À tel point que l’appellation de “véritable saucisse de Toulouse de fabrication artisanale”, pensée comme une alternative à une AOP – pour laquelle l’interprofession ne s’est jamais vraiment impliquée –, est aujourd’hui presque tombée dans l’oubli. Celle-ci garantissait un savoir-faire, mais également une provenance géographique limitée à la Haute-Garonne et aux départements alentour. “À la Maison Garcia, nous perpétuons ces valeurs et ce savoir-faire, mais l’appellation n’est plus vraiment à jour”, regrette Mathilde Galidie.
Import-export
La saucisse de Toulouse vendue en brasse (au kilomètre) n’étant pas protégée – elle est soumise à un cahier des charges permettant une large prise de liberté vis-à-vis de la recette traditionnelle –, il ne reste plus qu’à s’en tenir à son palais, à ses papilles ou à la confiance que l’on accorde à son artisan boucher charcutier. “Un Toulousain saura reconnaître une vraie saucisse entre mille”, mais les autres…
Face à la concurrence de la grande distribution, faute d’AOP et d’un vivier suffisant d’artisans, la difficulté de trouver une bonne saucisse à Paris sonne alors fatalement comme une évidence. Et cela se ressent jusqu’à Toulouse. Si les clients de la Maison Garcia sont avant tout des locaux, l’établissement expédie régulièrement des colis hors des frontières de la Haute-Garonne, notamment à Paris. “Il y a en qui passent commande car ils nous connaissent, d’autres grâce au bouche-à-oreille.”
“Mais je me dis que si un Parisien fait appel à nous, malgré le coût des frais de port, c’est qu’il ne trouve pas forcément son bonheur chez lui.”
La saucisse de Toulouse, version Club Sandwich.
Storytelling vs. tradition
À la Maison Vérot, ce constat est partagé… mais nuancé. Si l’on ne trouve pas chaussure à son pied en matière de saucisse, c’est peut-être que l’on n’a pas encore trouvé le bon artisan ou que l’on est tombé sur le mauvais restaurant. “Ceux qui servent la saucisse ne sont souvent pas ceux qui la fabriquent. C’est une recette toute simple, mais si ce n’est pas bien fait…, confie Gilles Vérot. C’est avant tout une question de matière première et de savoir-faire.”

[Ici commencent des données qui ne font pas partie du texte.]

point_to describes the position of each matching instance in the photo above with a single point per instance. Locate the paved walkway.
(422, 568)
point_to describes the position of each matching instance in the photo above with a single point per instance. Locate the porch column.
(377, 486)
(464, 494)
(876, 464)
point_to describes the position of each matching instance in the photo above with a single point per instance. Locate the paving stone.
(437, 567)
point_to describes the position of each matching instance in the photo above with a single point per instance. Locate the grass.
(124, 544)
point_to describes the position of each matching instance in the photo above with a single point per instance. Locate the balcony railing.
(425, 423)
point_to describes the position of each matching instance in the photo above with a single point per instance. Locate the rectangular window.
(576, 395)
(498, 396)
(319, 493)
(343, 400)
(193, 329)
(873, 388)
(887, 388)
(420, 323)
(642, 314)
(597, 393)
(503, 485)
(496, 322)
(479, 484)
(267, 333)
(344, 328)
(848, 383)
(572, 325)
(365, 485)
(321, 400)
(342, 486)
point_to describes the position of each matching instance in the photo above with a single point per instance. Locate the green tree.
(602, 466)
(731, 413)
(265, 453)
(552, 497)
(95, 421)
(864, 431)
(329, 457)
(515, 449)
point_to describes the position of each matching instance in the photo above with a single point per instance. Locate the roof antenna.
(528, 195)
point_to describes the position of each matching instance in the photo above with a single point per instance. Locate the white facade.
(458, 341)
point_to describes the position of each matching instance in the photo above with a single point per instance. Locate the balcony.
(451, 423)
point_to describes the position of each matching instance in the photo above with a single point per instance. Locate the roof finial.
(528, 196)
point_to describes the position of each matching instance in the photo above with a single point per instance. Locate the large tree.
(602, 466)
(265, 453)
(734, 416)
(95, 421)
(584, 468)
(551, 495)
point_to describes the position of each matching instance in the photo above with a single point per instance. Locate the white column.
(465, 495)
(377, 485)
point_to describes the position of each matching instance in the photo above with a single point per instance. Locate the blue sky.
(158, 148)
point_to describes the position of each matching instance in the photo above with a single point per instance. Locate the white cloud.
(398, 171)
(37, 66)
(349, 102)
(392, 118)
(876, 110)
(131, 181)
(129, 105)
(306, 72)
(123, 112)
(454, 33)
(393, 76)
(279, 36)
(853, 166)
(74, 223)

Aujourd’hui, sur les cartes de restaurants parisiens, l’appellation “saucisse de Toulouse” a laissé place au simple terme “saucisse”, voire à “saucisse au couteau” — deux produits pourtant radicalement différents, tant sur le plan de la fabrication que de l’origine géographique. Au cours de mon enquête, aucune carte des restaurants dans lesquels je me suis rendu pour déguster une saucisse ne faisait mention de la ville rose, y compris au Lazare qui s’en inspire, mais qui en propose une version légèrement détournée. La farce, imaginée par le chef Eric Fréchon, utilise de l’épaule de cochon, du lard de Colonnata, de la poitrine de cochon et un assaisonnement aux quatre épices.
Première hypothèse : l’appellation “saucisse de Toulouse” ne serait-elle finalement pas aussi populaire et évidente au-delà des frontières d’Occitanie ? “Le produit a peut-être finalement moins de notoriété en France que ce que l’on veut bien s’imaginer. Ça paraît évident pour les Toulousains, car on a été bercé avec. Mais ailleurs…”, suggère-t-on du côté de la Maison Garcia. Autre hypothèse ? Le storytelling. “Utiliser l’expression “saucisse au couteau”, c’est peut-être aussi un moyen pour certains restaurateurs de donner une impression d’un produit plus artisanal. L’appellation est un peu galvaudée aujourd’hui, mais on s’imagine l’artisan, les outils de hachage…”.